Disclaimer: Mashashi kishimoto

Warning: OOC, miss typo.

Rating: T

-selamat membaca!-


chapter 2

Pagi menjelang, masih ada waktu sekitar 30 menit lagi sebelum bel masuk kelas berbunyi tapi Hinata sudah duduk di kursinya melanjutkan membaca novel yang kemarin belum sempat ia selesaikan.

Di kelas yang lumayan besar ini ia tidak sendirian ada beberapa anak yang sudah datang tapi yang tampak hanya tasnya saja, pemilik aslinya entah pergi kemana. Sehingga penghuni hidup yang ada di kelas 2-4 ini hanya dua orang. Sasuke dan Hinata.

Sasuke sedang membaca komik, ia menaikkan kaki ke meja dan menyilangkan tungkainya. mereka berdua hanya diam dalam sunyi. Tidak sampai 3 menit kemudian kesunyian yang melanda mereka berdua menghilang, oleh suara sepatu Sasuke yang mengetuk meja.

Hinata yang sedang serius membaca tiba-tiba menghentikan aktifitasnya, ia menoleh kesamping kirinya, mata lavendernya melirik ke arah dimana Sasuke berada. Ia merasa terganggu dengan suara yang dihasilkan oleh Sasuke, tapi Hinata diam saja, membiarkan Sasuke melakukan sesukannya toh nanti kalau sudah lelah Sasuke akan menghentikan suara bising itu, dan Hinata tidak mau mencari masalah dengan Sasuke lagi. Hinata menghela nafas sambil menggelengkan kepala pasrah, ia kembali kepada novel di depannya mencoba fokus kembali pada bacaannya.

xxx

Oke, semua manusia pasti punya batas kesabaran dan sekarang kesabaran Hinata sudah mulai habis ia sudah beberapa menit berusaha untuk diam saja dan mencoba membaca novelnya tapi tidak bisa karena suara ketukan yang dibuat Sasuke sangat mengganggu konsentrasinya.

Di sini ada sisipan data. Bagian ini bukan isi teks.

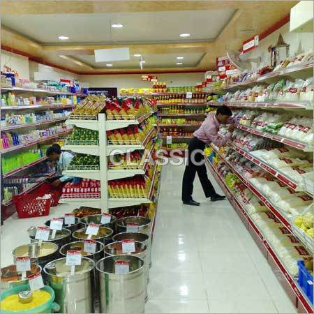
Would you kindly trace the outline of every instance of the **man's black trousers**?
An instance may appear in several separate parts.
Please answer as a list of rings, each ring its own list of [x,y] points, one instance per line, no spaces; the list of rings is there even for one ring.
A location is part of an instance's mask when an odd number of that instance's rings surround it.
[[[207,177],[207,171],[204,163],[204,154],[202,152],[195,154],[194,160],[197,163],[202,163],[200,165],[195,165],[193,162],[193,152],[196,149],[203,151],[205,148],[205,143],[197,137],[193,137],[188,144],[188,164],[186,166],[182,182],[182,201],[188,202],[192,200],[193,193],[193,181],[195,174],[197,172],[202,187],[207,197],[209,197],[216,194],[215,189]],[[202,162],[202,163],[200,163]]]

Hinata memejamkan mata, ia bisa saja memakai sifat lamanya yang diam saja dan pasrah bila ada orang lain yang menggaggunya, tapi sekarang ia sudah berubah dan ia harus mengikuti kata-kata Neji. 'Dia yang mencari masalah bukan aku, jadi aku tidak salah jika memberinya suatu nasehat.' Waktu itu masih belum ada seorang pun yang masuk ke kelas, yang ada hanya mereka berdua.

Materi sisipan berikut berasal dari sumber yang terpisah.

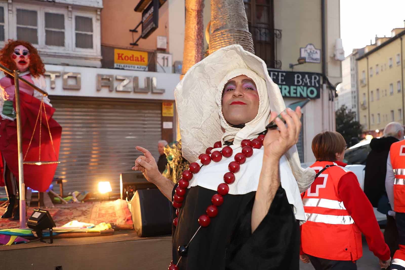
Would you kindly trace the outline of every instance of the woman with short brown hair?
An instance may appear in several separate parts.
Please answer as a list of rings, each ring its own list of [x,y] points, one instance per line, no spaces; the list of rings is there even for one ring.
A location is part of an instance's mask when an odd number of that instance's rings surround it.
[[[389,265],[390,249],[385,243],[373,207],[356,175],[344,167],[346,142],[339,133],[326,131],[312,140],[317,173],[303,193],[307,222],[301,226],[300,258],[316,270],[357,269],[362,256],[361,233],[370,250]]]

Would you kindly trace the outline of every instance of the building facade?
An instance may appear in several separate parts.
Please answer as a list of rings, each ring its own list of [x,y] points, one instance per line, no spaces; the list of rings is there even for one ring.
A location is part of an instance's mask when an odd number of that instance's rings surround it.
[[[376,38],[357,58],[360,123],[364,134],[380,136],[392,121],[404,122],[405,28],[392,30],[391,38]]]
[[[357,62],[356,58],[364,54],[364,48],[354,49],[353,52],[342,62],[342,83],[335,100],[335,109],[342,106],[356,113],[356,119],[359,121],[358,87],[357,80]]]
[[[311,99],[297,145],[301,161],[311,162],[312,138],[335,129],[339,2],[243,2],[256,54],[286,104]],[[119,174],[130,171],[139,155],[135,146],[157,158],[158,141],[177,138],[173,90],[188,30],[185,0],[158,2],[0,0],[0,47],[9,38],[29,41],[45,64],[46,90],[63,128],[55,176],[68,180],[65,191],[94,191],[109,181],[117,192]],[[203,12],[205,28],[208,0]],[[296,65],[303,57],[307,62]]]

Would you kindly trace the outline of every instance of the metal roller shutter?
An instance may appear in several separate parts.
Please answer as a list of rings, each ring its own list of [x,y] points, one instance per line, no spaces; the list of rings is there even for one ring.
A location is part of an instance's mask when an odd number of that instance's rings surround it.
[[[68,180],[64,193],[95,191],[100,181],[109,181],[113,192],[119,193],[119,174],[131,171],[140,155],[136,145],[158,158],[161,103],[59,96],[51,100],[54,118],[62,127],[55,177]]]

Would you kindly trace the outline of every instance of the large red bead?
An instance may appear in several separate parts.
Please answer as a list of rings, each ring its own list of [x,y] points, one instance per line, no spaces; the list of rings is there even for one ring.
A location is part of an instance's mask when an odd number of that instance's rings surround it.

'Aku tau aku mencari masalah, tapi kali ini dia benar-benar menyebalkan.' Hinata kini bangkit dari tempat duduknya dan berbalik melangkahkan kakinya ke tempat Sasuke yang berada di belakang dekat jendela.

"Sasuke Uchiha, itukan namamu?" Hinata berusaha bersikap ramah ketika berdiri di depan meja Sasuke.

"Hn. Apa maumu?" Balas Sasuke tanpa melihat Hinata, ia tetap membaca komiknya dan tidak merasa terganggu. Mungkin ia tipe yang berbeda dari Hinata dalam soal membaca.

"Bisakah kau menghentikan suara yang dihasilkan sepatumu? Itu menggangguku. Bukan. Itu sangat menggagguku." Ucapan Hinata agak sopan, tapi tidak dengan nada bicaranyanya. Sangat kentara sekali rasa kesal sedang menggandrunginya.

Mendengar ucapan gadis didepannya tadi, Sasuke menurunkan komiknya dan melihat kearah Hinata. "Kau lagi. Kau mau mencari masalah denganku?" Sasuke mengangkat sebelah alisnya, dan melipat tangannya di depan dada. "Apa ada yang ingin kau katakan?" Ucap Sasuke sambil mengangkat kedua tangannya mempersilahkan Hinata mengatakan apapun yang ia mau. Sepertinya ia tadi tidak memperhatikan apa yang dikatakan Hinata sebelumnya.

"Ada! Ada sekali! Bisakah kau menghentikan aktifitas kakimu yang mengetuk-ngetuk meja? Itu sangan menggagguku!" Kesabaran Hinata sudah habis dengan kelakuan Sasuke yang tak acuh.

Sasuke memberikan tatapan tajam ke arah Hinata ia menggertakkan giginya, baru kali ini ada orang seberani gadis didepannnya yang berkata seperti itu pada Sasuke. "Kau. Dengar! Kau kemarin sudah membuatku tidak bisa bolos dari pelajaran Kakashi yang sangat membosankan! Sekarang? Kau mencoba untuk mengaturku? Jangan pernah berharap Anak Baru!"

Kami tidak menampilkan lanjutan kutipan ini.